Let
- $X$ Hilbert space
- $T\in X^*$, ie $T:X\to\mathbb R$ linear
- $Y=\text{Ker}T=\{x\in X:T(x)=0\}$ closed subspace of $X$
- $x_0\in X\setminus Y$
- $y\in Y$ orthogonal projection of $x_0$ on $Y$, ie $\langle x_0-y,z \rangle=0$ for every $z\in Y$
- $w=x-\frac{T(x)}{T(x_0-y)}(x_0-y)$, with $x\in X$
Show that
- $Y$ is closed
- $w\in Y$ for every $x\in X$
(1) Hints?
(2) In the case $x\in Y$, then $T(x)=0$ and so $w=x-0=x\in Y$.

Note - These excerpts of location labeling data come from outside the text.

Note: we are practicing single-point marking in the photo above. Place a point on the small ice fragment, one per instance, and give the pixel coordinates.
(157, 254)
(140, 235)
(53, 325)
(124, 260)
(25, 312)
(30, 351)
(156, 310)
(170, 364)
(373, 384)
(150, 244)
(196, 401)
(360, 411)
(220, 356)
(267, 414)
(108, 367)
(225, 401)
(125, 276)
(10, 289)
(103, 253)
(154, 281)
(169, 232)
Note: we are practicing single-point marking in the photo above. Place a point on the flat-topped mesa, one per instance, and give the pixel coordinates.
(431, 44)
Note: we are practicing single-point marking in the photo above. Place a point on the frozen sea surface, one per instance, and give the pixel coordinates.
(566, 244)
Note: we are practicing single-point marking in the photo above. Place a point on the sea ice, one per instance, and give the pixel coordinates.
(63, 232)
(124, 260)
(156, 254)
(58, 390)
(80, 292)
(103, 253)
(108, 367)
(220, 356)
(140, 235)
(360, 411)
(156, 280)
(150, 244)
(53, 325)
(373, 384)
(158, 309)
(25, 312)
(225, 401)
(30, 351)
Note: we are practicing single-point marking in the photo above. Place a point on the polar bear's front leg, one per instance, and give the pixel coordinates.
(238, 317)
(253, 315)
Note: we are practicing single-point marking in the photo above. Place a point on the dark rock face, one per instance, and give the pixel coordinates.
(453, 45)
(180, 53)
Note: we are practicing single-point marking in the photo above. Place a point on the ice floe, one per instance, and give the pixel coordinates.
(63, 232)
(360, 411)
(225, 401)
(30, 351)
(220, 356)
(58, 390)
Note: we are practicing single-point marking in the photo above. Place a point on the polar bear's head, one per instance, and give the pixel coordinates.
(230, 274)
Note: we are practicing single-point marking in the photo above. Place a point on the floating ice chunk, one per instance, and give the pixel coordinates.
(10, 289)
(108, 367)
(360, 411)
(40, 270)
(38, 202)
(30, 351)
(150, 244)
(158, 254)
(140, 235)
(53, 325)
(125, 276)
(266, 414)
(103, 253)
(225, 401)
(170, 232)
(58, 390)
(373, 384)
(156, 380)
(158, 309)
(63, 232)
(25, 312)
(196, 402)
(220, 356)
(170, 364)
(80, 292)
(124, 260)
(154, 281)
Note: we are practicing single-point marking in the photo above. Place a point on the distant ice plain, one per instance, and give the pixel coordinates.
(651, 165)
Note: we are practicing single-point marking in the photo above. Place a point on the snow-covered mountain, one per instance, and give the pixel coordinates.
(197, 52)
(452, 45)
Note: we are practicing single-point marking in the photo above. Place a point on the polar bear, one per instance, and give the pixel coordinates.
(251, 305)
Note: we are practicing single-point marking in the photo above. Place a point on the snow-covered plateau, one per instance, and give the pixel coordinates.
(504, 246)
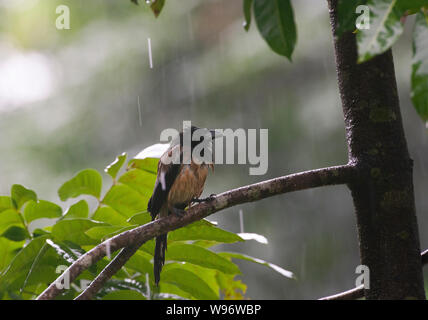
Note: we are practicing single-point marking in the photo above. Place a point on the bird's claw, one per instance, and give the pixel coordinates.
(211, 197)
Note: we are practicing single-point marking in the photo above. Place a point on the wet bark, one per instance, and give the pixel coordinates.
(383, 195)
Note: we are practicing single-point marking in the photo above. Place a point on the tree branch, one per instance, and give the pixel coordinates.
(136, 237)
(358, 292)
(109, 271)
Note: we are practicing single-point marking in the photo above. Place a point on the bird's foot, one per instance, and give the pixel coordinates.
(178, 212)
(210, 198)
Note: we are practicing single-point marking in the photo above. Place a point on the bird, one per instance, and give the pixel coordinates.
(178, 184)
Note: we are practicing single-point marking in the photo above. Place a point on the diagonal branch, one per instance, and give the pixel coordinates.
(358, 292)
(109, 271)
(299, 181)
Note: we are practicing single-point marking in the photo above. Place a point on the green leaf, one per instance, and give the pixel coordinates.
(78, 210)
(113, 168)
(43, 272)
(346, 11)
(419, 91)
(139, 180)
(275, 21)
(203, 230)
(125, 200)
(87, 181)
(109, 215)
(124, 295)
(74, 230)
(5, 203)
(157, 6)
(188, 282)
(16, 233)
(8, 251)
(247, 13)
(169, 288)
(140, 218)
(200, 256)
(285, 273)
(232, 289)
(9, 218)
(20, 195)
(41, 209)
(385, 29)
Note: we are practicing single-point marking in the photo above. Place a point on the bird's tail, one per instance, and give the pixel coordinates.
(159, 259)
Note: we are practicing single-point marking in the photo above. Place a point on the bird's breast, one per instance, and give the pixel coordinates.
(189, 184)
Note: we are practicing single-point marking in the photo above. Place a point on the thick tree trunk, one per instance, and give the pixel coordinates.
(383, 196)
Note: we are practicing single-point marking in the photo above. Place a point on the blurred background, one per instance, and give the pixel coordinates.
(74, 99)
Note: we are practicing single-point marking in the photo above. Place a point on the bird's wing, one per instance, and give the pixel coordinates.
(167, 173)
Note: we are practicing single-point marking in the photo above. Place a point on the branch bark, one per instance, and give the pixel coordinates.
(383, 197)
(136, 237)
(358, 292)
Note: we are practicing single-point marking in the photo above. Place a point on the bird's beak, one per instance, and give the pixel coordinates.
(215, 134)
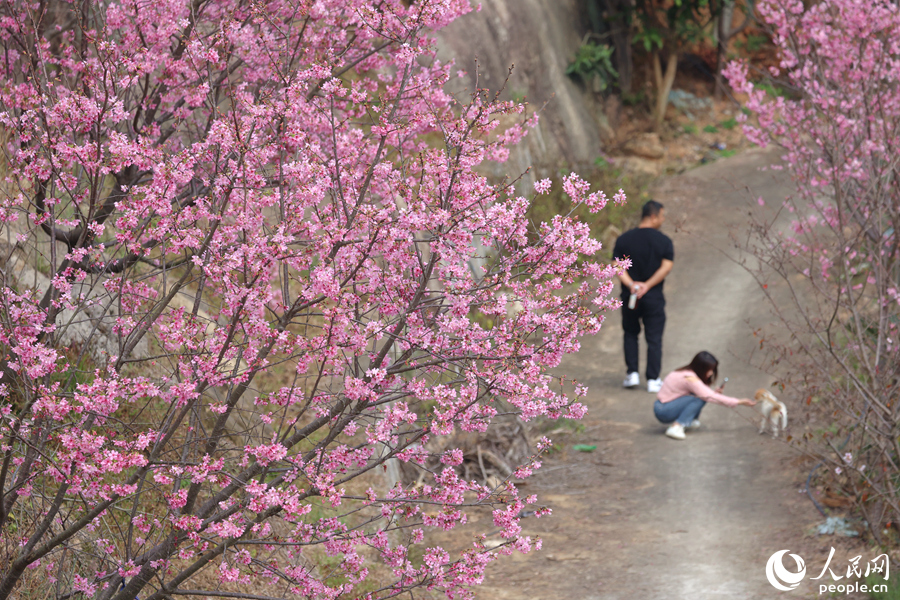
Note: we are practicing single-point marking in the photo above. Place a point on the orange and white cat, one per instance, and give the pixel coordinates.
(774, 412)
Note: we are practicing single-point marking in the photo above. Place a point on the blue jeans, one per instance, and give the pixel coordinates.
(684, 410)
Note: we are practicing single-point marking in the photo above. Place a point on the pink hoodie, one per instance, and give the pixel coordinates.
(686, 383)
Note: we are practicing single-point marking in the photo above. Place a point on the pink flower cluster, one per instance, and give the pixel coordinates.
(260, 270)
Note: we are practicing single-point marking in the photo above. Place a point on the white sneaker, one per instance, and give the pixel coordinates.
(675, 431)
(632, 380)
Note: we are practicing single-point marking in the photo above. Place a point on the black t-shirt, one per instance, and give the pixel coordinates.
(646, 247)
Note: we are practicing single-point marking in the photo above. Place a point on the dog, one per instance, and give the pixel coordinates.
(774, 412)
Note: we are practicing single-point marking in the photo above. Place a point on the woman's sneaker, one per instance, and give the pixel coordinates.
(675, 431)
(632, 380)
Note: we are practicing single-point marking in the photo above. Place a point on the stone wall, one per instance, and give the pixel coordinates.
(538, 37)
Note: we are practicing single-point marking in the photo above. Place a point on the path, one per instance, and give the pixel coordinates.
(652, 518)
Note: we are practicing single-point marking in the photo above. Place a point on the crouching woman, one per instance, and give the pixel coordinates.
(686, 391)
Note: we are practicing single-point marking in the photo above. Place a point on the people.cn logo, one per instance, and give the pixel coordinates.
(776, 573)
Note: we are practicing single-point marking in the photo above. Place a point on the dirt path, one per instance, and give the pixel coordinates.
(645, 516)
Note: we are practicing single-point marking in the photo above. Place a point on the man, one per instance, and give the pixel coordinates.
(652, 255)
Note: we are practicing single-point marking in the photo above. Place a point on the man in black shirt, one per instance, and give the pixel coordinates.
(652, 255)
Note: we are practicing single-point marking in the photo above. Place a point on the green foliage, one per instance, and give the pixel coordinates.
(650, 39)
(593, 61)
(673, 24)
(634, 98)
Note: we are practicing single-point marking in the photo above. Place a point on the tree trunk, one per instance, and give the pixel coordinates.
(609, 19)
(724, 35)
(663, 86)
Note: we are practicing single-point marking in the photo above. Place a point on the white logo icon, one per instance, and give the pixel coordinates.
(776, 573)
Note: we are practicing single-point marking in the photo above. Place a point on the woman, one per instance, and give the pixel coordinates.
(686, 391)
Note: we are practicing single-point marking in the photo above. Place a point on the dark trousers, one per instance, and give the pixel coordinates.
(652, 311)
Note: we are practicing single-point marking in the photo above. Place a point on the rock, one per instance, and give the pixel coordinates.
(639, 166)
(690, 104)
(646, 145)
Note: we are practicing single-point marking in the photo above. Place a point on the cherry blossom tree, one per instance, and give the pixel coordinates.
(838, 299)
(250, 263)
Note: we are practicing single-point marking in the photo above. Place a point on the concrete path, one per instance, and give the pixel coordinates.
(646, 517)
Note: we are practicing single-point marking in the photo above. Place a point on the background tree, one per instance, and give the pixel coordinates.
(611, 20)
(242, 275)
(838, 263)
(665, 29)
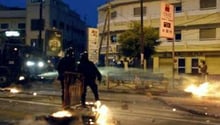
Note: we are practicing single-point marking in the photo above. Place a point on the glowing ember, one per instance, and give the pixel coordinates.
(34, 94)
(103, 115)
(61, 114)
(200, 91)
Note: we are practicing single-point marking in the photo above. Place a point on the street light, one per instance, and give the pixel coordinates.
(41, 25)
(142, 34)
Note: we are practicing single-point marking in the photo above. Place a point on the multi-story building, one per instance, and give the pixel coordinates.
(197, 31)
(54, 15)
(13, 18)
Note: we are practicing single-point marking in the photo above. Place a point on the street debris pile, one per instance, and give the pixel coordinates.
(205, 89)
(93, 114)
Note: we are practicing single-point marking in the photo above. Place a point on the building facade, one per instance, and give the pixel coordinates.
(197, 32)
(13, 18)
(39, 16)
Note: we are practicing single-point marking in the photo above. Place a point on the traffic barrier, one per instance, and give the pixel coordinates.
(73, 87)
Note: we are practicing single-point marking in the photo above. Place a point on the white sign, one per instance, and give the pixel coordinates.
(167, 20)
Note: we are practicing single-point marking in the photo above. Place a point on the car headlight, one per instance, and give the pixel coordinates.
(30, 63)
(40, 64)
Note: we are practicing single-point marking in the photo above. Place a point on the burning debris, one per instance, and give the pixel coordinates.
(11, 90)
(204, 90)
(92, 114)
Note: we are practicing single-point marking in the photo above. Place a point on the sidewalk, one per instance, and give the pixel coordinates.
(176, 98)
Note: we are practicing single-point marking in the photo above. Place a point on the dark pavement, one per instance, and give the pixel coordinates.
(174, 97)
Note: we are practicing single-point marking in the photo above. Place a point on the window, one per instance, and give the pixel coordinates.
(114, 38)
(113, 15)
(207, 4)
(61, 25)
(137, 11)
(37, 44)
(4, 26)
(21, 26)
(181, 65)
(36, 1)
(36, 24)
(178, 36)
(54, 23)
(207, 33)
(178, 7)
(194, 67)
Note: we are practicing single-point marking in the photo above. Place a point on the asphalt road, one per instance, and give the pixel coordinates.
(124, 109)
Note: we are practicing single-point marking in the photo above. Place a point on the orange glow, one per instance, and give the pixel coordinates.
(61, 114)
(200, 91)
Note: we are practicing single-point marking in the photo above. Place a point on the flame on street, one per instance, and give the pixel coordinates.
(103, 112)
(205, 89)
(61, 114)
(14, 90)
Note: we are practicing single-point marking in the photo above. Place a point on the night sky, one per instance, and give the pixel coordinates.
(86, 8)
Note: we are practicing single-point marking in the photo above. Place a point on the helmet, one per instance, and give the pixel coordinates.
(69, 52)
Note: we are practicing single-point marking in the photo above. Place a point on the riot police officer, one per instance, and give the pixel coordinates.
(66, 64)
(90, 72)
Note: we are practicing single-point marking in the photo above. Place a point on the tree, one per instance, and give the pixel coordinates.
(131, 44)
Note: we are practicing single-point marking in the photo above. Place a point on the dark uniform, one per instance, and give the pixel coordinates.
(90, 73)
(66, 64)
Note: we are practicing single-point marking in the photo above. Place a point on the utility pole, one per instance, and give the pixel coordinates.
(43, 47)
(104, 33)
(142, 34)
(108, 35)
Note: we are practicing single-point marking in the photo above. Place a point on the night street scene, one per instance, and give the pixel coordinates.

In the case $x\in X\setminus Y$, by linearity of $T$, it is $T(x_0-y)=T(x_0)-(y)=T(x_0)$, since $y\in Y$.
so $w=x-\frac{T(x)}{T(x_0)}(x_0-y)$.
We can write $X=Y\oplus Y^\perp$, so we can see $x\in X$ as sum of an element of $Y$ with an element of $Y^\perp$. Since $(x_0-y)\in Y^\perp$ and $\frac{T(x)}{T(x_0)}$ is just a scalar, I suppose that the product of them is still an element of $Y^\perp$.
So we can see $w$ as "an element of $Y$" $+$ "an element of $Y^\perp$" $-$ "an element of $Y^\perp$". I suppose that whatever $x$ will be, we can choose the second term in such a way that it will be equal to the third one, so that they will cancel out.
How to prove this in a rigorous way?
$T$ is continous and $Y$ is the inverse image of $\{0\}$ under $T$ so it is closed.
Second part follows from linearity of $T$: $Tw=Tx-\frac {Tx} {T(x_0-y)} {T(x_0-y)}=Tx-Tx=0$.